I Carabinieri della Compagnia di Corleone, con il supporto dei colleghi della Sezione di Polizia Giudiziaria presso il Tribunale per i Minorenni, hanno dato esecuzione ad un ‘ordinanza applicativa della misura cautelare della custodia in carcere, emessa dal Giudice per le Indagini Preliminari del Tribunale per i Minorenni di Palermo, su richiesta della locale Procura per i Minori , nei confronti di un neo diciottenne, residente nel corleonese, gravemente indiziato dei reati di violenza sessuale continuata e aggravata e lesioni personali aggravate, commessi ai danni di una minore di anni 14, occasionalmente conosciuta nel corso di una festa di paese.
L’attività investigativa, prontamente assunta e diretta dalla Procura della Repubblica per i Minorenni guidata dalla Dottoressa Claudia CARAMANNA, ha consentito di ricostruire un grave quadro indiziario in ordine ad una vicenda di eccezionale gravità, avvenuta lo scorso febbraio durante i festeggiamenti notturni in occasione del Carnevale.
Secondo quanto emerso l’indagato – all’epoca dei fatti l7enne – ha approfittato della vulnerabilità della minore, che peraltro si trovava momentaneamente lontana dalle amiche ed in un paese a lei poco conosciuto, per condurla in una strada buia e isolata e costringerla a subire ripetuti atti di violenza sessuale, facendo ricorso a modalità talmente aggressive, da provocarle anche gravi lesioni fisiche, nonché uno stato di shock con conseguente ricovero presso struttura ospedaliera per alcuni giorni.

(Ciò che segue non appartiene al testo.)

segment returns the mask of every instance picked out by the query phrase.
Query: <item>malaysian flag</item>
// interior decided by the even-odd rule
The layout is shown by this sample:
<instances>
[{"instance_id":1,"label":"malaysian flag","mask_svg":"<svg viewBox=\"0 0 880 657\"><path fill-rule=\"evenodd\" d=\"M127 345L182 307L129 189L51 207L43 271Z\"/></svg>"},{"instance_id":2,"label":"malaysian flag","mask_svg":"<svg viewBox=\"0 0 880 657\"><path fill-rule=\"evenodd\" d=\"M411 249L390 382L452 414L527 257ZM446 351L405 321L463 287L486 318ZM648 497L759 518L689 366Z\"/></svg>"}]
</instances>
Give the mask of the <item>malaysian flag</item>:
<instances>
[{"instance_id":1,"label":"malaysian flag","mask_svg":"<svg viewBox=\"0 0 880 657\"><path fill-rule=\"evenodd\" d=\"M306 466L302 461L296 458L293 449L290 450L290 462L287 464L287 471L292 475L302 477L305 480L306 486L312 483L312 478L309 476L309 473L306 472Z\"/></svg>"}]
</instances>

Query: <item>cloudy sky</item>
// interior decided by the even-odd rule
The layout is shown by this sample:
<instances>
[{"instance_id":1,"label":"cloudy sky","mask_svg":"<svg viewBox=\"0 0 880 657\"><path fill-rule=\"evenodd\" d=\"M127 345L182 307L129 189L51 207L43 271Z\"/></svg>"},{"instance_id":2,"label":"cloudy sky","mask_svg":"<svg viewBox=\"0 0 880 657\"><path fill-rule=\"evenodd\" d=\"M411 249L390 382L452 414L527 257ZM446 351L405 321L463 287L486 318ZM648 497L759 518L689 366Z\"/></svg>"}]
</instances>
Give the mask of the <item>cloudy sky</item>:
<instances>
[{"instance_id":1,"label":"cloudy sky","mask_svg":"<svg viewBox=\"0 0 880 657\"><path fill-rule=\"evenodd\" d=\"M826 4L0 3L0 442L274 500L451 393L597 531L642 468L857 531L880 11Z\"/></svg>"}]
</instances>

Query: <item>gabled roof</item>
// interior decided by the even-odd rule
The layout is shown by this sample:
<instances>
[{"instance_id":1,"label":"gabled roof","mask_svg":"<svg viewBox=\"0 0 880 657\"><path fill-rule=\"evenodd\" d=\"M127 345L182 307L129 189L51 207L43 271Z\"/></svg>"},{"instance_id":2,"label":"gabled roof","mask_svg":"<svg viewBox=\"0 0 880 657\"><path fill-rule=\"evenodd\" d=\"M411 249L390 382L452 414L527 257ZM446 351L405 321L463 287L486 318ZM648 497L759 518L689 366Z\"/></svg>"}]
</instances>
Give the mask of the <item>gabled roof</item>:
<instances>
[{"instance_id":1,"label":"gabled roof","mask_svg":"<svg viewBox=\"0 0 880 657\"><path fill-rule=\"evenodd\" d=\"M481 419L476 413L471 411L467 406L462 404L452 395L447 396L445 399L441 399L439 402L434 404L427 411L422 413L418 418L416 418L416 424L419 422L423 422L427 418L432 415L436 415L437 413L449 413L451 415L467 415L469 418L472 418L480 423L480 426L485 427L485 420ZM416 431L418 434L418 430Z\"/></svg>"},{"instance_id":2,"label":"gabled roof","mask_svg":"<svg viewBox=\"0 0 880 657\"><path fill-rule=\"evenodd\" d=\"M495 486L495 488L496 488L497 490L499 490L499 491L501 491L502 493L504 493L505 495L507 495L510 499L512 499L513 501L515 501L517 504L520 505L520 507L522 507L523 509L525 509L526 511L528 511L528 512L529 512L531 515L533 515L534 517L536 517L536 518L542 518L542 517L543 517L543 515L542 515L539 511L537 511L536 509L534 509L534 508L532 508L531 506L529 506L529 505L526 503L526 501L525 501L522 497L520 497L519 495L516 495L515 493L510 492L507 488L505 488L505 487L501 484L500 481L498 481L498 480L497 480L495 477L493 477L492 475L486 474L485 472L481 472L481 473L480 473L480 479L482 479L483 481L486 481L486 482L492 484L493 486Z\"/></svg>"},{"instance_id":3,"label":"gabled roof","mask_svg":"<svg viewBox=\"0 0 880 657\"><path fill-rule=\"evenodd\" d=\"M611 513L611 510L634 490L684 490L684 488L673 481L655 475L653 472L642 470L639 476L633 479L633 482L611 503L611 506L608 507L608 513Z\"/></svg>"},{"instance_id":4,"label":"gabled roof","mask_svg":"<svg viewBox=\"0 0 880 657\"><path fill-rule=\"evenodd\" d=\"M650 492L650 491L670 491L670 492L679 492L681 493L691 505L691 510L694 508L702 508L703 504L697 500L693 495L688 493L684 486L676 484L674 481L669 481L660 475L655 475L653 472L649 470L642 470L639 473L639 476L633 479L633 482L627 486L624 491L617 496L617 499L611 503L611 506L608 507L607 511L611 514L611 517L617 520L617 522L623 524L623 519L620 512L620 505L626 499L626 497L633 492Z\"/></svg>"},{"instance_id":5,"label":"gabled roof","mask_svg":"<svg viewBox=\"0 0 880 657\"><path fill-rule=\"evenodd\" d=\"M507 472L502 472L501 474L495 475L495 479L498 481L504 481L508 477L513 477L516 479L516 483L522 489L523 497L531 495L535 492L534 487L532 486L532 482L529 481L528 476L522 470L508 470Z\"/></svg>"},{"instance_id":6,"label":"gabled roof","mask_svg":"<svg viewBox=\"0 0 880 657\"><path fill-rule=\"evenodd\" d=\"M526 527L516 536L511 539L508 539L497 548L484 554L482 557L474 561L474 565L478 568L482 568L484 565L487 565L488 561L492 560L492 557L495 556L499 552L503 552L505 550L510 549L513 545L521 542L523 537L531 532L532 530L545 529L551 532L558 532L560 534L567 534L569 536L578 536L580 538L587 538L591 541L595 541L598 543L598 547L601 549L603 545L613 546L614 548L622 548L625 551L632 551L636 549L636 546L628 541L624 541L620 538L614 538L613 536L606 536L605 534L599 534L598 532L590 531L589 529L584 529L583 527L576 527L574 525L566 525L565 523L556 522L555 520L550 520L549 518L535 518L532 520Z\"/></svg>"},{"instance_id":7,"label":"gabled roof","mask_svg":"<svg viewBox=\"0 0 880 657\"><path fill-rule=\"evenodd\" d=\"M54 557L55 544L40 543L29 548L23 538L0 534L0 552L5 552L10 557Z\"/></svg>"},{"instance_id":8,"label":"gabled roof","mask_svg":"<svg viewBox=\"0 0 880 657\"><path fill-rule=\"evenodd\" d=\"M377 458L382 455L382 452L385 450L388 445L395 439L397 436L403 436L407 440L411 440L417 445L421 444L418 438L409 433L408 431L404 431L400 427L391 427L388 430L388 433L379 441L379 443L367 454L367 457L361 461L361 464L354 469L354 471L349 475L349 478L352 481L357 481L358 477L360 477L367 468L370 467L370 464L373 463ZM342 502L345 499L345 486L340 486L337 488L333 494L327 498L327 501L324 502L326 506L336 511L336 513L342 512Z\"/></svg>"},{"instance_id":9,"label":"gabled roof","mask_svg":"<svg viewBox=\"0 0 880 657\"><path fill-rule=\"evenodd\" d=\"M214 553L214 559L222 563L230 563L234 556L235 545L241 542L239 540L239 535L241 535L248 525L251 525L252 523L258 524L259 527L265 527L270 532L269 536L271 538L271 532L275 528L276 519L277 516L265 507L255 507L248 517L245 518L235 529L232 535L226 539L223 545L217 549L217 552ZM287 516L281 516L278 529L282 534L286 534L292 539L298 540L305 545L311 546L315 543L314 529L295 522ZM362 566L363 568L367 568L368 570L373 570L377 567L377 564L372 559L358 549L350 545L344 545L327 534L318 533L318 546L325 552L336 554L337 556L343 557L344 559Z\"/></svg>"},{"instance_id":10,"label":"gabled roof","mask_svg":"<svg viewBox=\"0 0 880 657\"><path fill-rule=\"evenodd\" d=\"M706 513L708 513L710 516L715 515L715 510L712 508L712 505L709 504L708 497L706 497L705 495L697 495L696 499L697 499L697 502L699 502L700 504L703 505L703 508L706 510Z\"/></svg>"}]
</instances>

Il solido impianto accusatorio è il risultato di un’articolata e complessa attività investigativa.
Oltre all’ analisi dei sistemi di videosorveglianza dell’area e alle delicate audizioni testimoniali assunte dalla minore vittima e dalle persone che le hanno prestato i primi soccorsi, sono risultati determinanti gli accertamenti tecnici di natura scientifica eseguiti dal R.I.S. (Reparto Investigazioni Scientifiche) dei Carabinieri di Messina, i cui esiti, nel confermare i gravi abusi sessuali commessi dall’ indagato, hanno anche evidenziato il ricorso a modalità particolarmente aggressive e degradanti per la vittima, ridotta nell’impossibilità di difendersi e di opporsi e privata della capacità di autodeterminazione.
L’indagato, al termine delle formalità di rito, è stato tradotto presso l’Istituto Penale per i Minorenni “Malaspina” di Palermo, a disposizione dell’Autorità Giudiziaria. L’operazione testimonia l’impegno dell’Arma dei Carabinieri e della Procura Minorile nell’ attività di repressione di gravi reati di violenza sessuale e di genere, con gli obiettivi di garantire una tutela tempestiva ed efficace alle vittime e di contrastare ogni forma di sopraffazione che rappresenta, tanto più quando posta in essere nei confronti di minori e soggetti vulnerabili, una intollerabile violazione della dignità, della libertà e dell’integrità della persona.